Advanced Refrigeration Systems
Advanced Heat Exchangers. The group proposes that three areas of heat exchanger enhancement
be considered. The first is the enhancement of heat exchangers used to replace conventional CFC
systems with ammonia systems for space conditioning and refrigeration systems. This effort deals with
heat exchanger improvements to existing vapor-compression systems using ammonia as the refrigerant
in retrofit situations. The second is the development of advanced heat exchangers to replace
conventional CFC systems with nonazeotropic systems for space conditioning and refrigeration
systems. This effort deals with compact heat exchangers used in conventional vapor-compression
systems with nonazeotropic refrigerant mixtures.
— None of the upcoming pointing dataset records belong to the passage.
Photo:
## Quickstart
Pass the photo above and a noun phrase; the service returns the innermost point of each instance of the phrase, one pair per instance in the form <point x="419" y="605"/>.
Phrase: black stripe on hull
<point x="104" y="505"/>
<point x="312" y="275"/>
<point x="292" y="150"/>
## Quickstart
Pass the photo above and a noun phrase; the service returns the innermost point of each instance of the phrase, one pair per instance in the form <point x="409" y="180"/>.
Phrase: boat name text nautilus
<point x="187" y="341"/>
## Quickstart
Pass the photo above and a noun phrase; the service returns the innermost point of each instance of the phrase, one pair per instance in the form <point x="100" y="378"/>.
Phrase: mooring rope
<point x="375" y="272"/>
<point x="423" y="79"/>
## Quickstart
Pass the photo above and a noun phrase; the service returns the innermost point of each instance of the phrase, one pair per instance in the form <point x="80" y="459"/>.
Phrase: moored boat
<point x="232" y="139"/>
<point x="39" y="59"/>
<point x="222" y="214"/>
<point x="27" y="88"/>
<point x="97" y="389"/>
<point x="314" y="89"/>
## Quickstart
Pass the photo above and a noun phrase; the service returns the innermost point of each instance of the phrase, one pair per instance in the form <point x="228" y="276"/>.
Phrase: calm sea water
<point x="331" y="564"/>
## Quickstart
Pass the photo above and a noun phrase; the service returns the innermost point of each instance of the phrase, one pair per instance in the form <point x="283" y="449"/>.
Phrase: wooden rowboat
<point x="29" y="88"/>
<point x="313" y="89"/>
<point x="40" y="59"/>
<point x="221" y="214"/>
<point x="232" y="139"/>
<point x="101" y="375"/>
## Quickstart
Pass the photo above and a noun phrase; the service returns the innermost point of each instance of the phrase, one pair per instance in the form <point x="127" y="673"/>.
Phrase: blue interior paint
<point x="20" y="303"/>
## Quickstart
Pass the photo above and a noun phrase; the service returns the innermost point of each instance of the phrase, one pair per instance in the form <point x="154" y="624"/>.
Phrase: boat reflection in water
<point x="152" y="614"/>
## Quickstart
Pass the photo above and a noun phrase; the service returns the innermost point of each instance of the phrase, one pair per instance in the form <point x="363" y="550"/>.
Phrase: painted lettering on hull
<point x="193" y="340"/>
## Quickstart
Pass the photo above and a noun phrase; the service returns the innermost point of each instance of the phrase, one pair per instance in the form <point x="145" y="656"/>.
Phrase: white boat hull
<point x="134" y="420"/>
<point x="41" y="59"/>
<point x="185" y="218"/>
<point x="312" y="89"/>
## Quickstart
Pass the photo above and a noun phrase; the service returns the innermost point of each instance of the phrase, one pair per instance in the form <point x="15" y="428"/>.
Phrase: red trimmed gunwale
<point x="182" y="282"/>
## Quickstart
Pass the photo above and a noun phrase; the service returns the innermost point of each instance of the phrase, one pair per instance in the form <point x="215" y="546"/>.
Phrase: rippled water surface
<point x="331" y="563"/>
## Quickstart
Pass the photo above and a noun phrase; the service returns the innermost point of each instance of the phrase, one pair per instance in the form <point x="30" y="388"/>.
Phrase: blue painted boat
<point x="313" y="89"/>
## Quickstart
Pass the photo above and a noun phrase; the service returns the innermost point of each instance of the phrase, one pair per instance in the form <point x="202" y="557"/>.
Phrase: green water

Finally, the project would develop advanced heat
exchangers to replace conventional CFC systems with advanced ammonia/water absorption systems.
Comprehensive Assessment of Electric-Powered Space Conditioning Technologies for Cold Climates.
This project would identify promising avenues to energy conservation and utility peak load reduction
in cold climates. Much work has been done to date on various space conditioning technologies.
Recent emphasis has been on warm climates, since that is where the greatest population growth is
occurring. Nevertheless, there is a need to reexamine the options for cold climates to establish
priorities for both research and implementation. In the electric-powered sector, winter peak loads
are an issue in cold climates, even for utilities that are nominally summer peaking, since scheduled
plant outages during the winter months often lead to overload during this time.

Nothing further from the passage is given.